4° Quelque chose prendrait-il
forme ?
Selon le
résultat de l’élection en cours, et notamment du premier tour, il sera opérant d’analyser
la seule campagne qui – maintenant – tranche
sur les autres : celle de François Bayrou. L’étudier, pour quoi ?
pour discerner si François Bayrou avait, dès son premier positionnement de 2002
et les votes de son groupe parlementaire la dernière année de cette
législature, le discours qu’il affirme maintenant, et auquel il semble que
l’électorat attache de l’intérêt ou qu’il y prend goût. Ou si au contraire, le
candidat « centriste » a su discerner l’appel de l’opinion à une
relecture et à une sanction de toute l’histoire gouvernementale française
depuis vingt-cinq ans.
Etapes :
une entrée en scène différenciée du candidat de la majorité sortante, mais pas
immédiatement censée casser celle-ci. La pétition semble n’être que du premier
tour. Puis l’analyse – non dite – se fait qu’au deuxième tour, Ségolène Royal
n’aurait pas les voix de François Bayrou ce qui fait répéter à celle-ci que ce
dernier « finira » à droite (en réalité, ses électeurs en probable
majorité, mais pas lui, personnellement), mais qu’en revanche à choisir entre
Nicolas Sarkozy et François Bayrou, beaucoup de sympathisants de gauche
feraient passer avant tout leur désir de battre le candidat avoué de la droite.

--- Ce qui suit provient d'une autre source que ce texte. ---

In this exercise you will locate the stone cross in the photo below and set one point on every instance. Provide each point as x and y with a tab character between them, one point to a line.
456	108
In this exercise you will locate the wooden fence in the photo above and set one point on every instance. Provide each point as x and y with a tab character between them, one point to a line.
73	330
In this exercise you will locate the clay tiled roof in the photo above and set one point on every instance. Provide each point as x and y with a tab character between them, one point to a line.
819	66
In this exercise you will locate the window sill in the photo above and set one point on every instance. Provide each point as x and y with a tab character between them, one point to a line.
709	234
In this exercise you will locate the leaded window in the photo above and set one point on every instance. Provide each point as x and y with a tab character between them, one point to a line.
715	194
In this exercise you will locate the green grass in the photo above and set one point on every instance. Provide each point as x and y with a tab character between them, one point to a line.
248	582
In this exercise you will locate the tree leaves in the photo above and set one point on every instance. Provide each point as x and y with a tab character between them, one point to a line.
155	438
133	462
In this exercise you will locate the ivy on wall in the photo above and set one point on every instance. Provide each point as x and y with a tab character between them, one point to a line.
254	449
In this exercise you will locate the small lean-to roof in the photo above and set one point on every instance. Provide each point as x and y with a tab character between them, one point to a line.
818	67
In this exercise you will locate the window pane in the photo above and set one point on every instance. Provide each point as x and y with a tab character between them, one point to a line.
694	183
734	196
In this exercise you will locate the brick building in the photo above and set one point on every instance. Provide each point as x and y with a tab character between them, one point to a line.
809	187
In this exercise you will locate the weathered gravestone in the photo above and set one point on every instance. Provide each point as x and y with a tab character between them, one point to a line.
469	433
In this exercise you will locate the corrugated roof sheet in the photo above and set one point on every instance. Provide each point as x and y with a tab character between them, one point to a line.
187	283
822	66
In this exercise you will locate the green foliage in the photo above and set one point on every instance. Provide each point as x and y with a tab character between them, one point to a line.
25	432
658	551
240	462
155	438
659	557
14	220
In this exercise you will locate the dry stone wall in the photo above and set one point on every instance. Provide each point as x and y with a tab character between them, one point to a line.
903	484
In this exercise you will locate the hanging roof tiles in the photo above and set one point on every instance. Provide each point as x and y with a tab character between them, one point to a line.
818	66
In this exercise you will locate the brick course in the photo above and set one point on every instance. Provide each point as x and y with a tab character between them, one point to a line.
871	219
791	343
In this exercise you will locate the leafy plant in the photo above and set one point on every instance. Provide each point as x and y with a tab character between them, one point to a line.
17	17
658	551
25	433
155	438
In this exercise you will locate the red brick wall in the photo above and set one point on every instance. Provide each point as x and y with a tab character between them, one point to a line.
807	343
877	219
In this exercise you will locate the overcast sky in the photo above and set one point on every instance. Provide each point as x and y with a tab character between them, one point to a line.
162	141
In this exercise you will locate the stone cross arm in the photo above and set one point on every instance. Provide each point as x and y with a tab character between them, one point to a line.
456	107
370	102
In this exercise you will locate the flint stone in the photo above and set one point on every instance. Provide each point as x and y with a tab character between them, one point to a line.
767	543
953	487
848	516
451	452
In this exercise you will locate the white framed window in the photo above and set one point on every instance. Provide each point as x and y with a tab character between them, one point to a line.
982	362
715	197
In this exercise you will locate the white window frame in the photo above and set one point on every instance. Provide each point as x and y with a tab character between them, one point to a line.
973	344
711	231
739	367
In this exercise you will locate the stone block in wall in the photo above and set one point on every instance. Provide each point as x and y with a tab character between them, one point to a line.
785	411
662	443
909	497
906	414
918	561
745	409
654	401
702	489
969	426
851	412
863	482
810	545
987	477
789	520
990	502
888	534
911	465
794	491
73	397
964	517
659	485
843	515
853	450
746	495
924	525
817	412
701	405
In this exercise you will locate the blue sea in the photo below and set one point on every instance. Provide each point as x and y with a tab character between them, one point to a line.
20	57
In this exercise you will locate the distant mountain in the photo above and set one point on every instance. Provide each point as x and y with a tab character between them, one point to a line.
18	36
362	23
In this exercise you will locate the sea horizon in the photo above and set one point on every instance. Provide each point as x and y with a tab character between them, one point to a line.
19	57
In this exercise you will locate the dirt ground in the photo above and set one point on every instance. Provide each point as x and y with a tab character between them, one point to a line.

Le président de l’U.D.F. avance alors qu’il prendrait un Premier ministre de
sensibilité à gauche. Le propos bien accueilli – tant par l’opinion que par les
commentateurs ayant enfin une nouveauté à examiner – engendre une présentation
globale, c’est la relecture de notre histoire : vingt-cinq ans d’alternance des personnes au pouvoir et au gouvernement
n’ont pas résolu nos principaux problèmes et n’ont exploré aucune alternative.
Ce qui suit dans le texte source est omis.